Our major conclusion is that increased fractional catabolism of LDL underlies the LDL-lowering effect of the combined hormones.—Wolfe, B. M., P. H. R. Barrett, L. Laurier, and M. W. Huff. Effects of continuous conjugated estrogen and micronized progesterone therapy upon lipoprotein metabolism in postmenopausal women. J. Lipid Res. 2000. 41: 368;–375.

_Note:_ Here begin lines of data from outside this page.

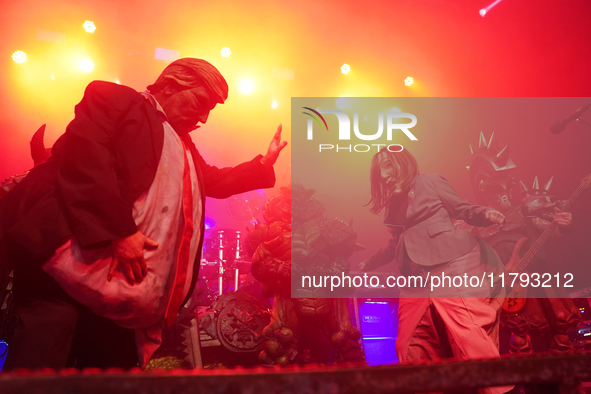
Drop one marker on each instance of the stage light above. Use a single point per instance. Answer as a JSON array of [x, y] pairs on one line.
[[89, 26], [246, 86], [489, 7], [86, 65], [342, 102], [19, 57]]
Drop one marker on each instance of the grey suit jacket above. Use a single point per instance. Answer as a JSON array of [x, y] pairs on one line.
[[429, 237]]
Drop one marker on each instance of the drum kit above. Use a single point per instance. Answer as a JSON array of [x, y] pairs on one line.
[[225, 258]]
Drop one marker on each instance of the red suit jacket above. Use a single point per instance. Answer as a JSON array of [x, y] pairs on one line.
[[105, 160]]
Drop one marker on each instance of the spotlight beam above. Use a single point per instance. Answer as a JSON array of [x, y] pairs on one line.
[[486, 9]]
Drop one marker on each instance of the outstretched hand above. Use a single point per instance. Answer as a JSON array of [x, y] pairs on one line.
[[494, 216], [129, 253], [275, 147]]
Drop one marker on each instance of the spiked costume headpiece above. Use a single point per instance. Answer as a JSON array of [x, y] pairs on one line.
[[490, 171]]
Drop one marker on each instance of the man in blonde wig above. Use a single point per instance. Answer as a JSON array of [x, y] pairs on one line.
[[105, 236]]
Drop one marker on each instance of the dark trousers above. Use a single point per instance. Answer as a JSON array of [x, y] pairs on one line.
[[55, 331]]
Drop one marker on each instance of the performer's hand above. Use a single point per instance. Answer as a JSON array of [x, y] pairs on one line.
[[564, 219], [494, 216], [275, 147], [129, 252]]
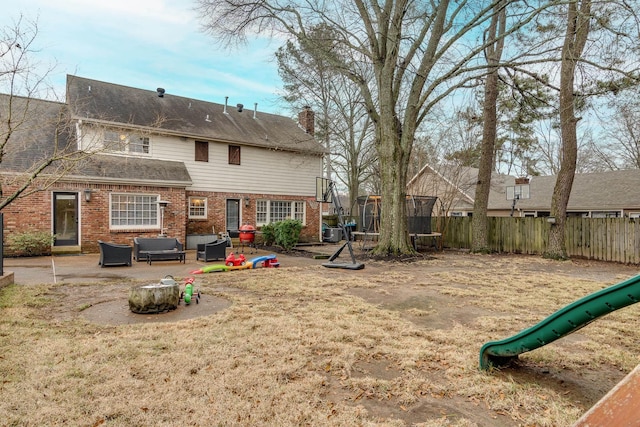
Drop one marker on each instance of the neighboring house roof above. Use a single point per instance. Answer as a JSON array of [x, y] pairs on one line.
[[101, 102], [613, 190], [602, 191]]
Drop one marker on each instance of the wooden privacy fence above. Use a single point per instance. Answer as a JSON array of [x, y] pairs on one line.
[[605, 239]]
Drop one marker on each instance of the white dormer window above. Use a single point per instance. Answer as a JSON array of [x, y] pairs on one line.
[[123, 142]]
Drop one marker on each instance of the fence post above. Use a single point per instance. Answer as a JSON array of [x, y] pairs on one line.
[[1, 244]]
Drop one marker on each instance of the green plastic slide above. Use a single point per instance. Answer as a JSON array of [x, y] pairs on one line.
[[563, 322]]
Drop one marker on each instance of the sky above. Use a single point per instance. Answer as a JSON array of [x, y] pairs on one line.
[[148, 44]]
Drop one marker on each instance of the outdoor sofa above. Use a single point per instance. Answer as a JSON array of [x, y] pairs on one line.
[[162, 249], [212, 251], [114, 254]]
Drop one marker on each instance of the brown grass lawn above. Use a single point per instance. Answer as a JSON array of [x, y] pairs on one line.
[[394, 344]]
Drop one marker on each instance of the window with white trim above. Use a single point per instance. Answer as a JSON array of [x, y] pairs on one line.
[[134, 211], [270, 211], [123, 142], [198, 207]]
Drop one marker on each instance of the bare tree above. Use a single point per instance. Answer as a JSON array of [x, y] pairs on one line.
[[493, 53], [342, 121], [578, 17], [419, 53], [37, 138]]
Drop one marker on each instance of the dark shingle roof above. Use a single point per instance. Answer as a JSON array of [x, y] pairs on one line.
[[37, 128], [611, 190], [591, 191], [171, 114], [34, 142]]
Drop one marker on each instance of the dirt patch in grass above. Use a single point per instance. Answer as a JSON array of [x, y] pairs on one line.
[[394, 344]]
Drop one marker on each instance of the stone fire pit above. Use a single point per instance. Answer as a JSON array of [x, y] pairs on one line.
[[155, 297]]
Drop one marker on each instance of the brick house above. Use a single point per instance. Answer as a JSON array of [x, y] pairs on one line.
[[161, 164]]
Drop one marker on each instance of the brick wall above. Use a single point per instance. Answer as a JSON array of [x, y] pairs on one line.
[[216, 213], [34, 213]]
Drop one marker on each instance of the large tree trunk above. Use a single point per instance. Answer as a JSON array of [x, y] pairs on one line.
[[575, 40], [394, 160], [480, 242]]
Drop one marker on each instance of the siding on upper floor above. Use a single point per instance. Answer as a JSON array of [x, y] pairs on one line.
[[261, 170]]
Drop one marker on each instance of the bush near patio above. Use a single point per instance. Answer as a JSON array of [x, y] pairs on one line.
[[283, 233]]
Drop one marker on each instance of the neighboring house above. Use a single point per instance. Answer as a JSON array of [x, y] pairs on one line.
[[213, 167], [602, 194]]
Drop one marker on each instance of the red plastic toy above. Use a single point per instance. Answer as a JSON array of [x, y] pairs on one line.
[[233, 261]]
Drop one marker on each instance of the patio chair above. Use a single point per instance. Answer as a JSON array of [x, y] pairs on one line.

Supplementary key words: estrogen, progesterone, VLDL, LDL, cholesterol

	INTRODUCTION

TOP ABSTRACT INTRODUCTION SUBJECTS AND METHODS RESULTS DISCUSSION REFERENCES

Ovarian hormone replacement therapy, defined as treatment with estrogen and progestin (HRT), provides effective relief of vasomotor symptoms (1), prevents osteoporosis (2) and may reduce coronary heart disease (CHD, 3). Although a recent randomized clinical trial in older postmenopausal (PMP) women with advanced CHD including coronary bypass surgery found no overall cardiovascular benefit of HRT (4), observational studies of HRT or replacement of estrogen alone (ERT) have reported reductions in both all-cause and CHD mortality in other PMP women (5) (6).

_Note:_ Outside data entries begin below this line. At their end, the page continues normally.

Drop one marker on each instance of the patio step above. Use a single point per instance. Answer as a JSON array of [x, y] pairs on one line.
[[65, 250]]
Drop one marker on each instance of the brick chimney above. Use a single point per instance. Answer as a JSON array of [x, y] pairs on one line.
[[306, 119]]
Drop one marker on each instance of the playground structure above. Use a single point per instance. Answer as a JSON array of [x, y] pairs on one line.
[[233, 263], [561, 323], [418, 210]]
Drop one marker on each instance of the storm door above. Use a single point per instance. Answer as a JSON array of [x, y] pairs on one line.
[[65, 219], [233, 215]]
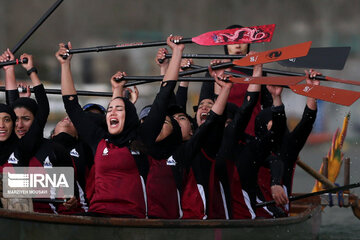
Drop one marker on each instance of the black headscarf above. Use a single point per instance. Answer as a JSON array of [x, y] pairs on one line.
[[7, 146], [166, 147], [128, 134]]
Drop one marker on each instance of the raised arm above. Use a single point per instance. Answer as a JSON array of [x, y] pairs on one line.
[[10, 82], [152, 125], [117, 85], [72, 106], [161, 61], [172, 72], [67, 82]]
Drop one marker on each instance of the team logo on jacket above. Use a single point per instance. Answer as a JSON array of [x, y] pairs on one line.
[[47, 163], [171, 161], [105, 152], [74, 153], [12, 159]]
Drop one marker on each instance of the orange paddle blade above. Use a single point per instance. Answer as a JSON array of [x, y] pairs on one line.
[[280, 81], [293, 51], [329, 94]]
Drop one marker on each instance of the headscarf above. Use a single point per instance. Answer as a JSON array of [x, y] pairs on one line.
[[28, 103], [128, 134], [7, 146]]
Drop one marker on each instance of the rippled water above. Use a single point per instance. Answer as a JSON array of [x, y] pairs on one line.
[[337, 223]]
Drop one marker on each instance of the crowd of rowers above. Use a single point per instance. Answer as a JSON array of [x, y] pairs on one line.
[[234, 153]]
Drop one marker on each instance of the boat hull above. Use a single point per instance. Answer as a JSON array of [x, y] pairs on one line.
[[19, 225]]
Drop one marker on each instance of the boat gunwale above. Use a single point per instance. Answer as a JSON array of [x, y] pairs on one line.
[[160, 223]]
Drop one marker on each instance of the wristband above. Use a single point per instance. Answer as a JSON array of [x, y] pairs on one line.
[[31, 70]]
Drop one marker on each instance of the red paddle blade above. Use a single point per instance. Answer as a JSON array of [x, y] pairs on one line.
[[329, 94], [280, 81], [237, 35], [297, 50]]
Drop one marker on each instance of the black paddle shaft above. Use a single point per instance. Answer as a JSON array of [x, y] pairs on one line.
[[36, 26]]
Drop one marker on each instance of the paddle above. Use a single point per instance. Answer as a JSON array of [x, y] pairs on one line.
[[294, 198], [221, 37], [274, 55], [297, 50], [333, 58], [287, 73], [334, 95], [329, 94], [36, 26], [49, 200], [13, 62]]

Elevations of plasma cholesterol (7) (8) and triglycerides (7) have been reported in a high proportion of PMP women and are thought to contribute to the associated increase in CHD (3) (9) (10) (11). Estrogen replacement by HRT or ERT has the potential to reduce CHD risk through favorable effects on both lipoproteins and the arterial wall (12). Increases in both plasma triglycerides and HDL cholesterol have been reported in response to ERT in PMP women (13). However, triglyceride responses to HRT involving continuous conjugated estrogen (CEE, 0.625 mg/d) and medroxyprogesterone acetate (MPA, 2.5 mg/d) have been inconsistent. Significant increases in triglycerides have been reported in some, but not all, studies of 12 months or more in duration (14) (15) (16) (17), but no significant increase in plasma triglycerides has been reported in shorter studies of 1.7 to 9 months in duration (18) (19) (20) (21) (22) (23). MPA has also been reported to significantly reduce the CEE-induced increase in plasma triglycerides (15). Furthermore, estrogen-induced increments in HDL cholesterol have tended to be blunted more by concomitant administration of MPA than by natural ovarian progestin administered as micronized progesterone (MP 14, 24). Because prolonged estrogen therapy that is unopposed by progestin is associated with risk of endometrial neoplasia, there is a need for progestin (14) (25) (26).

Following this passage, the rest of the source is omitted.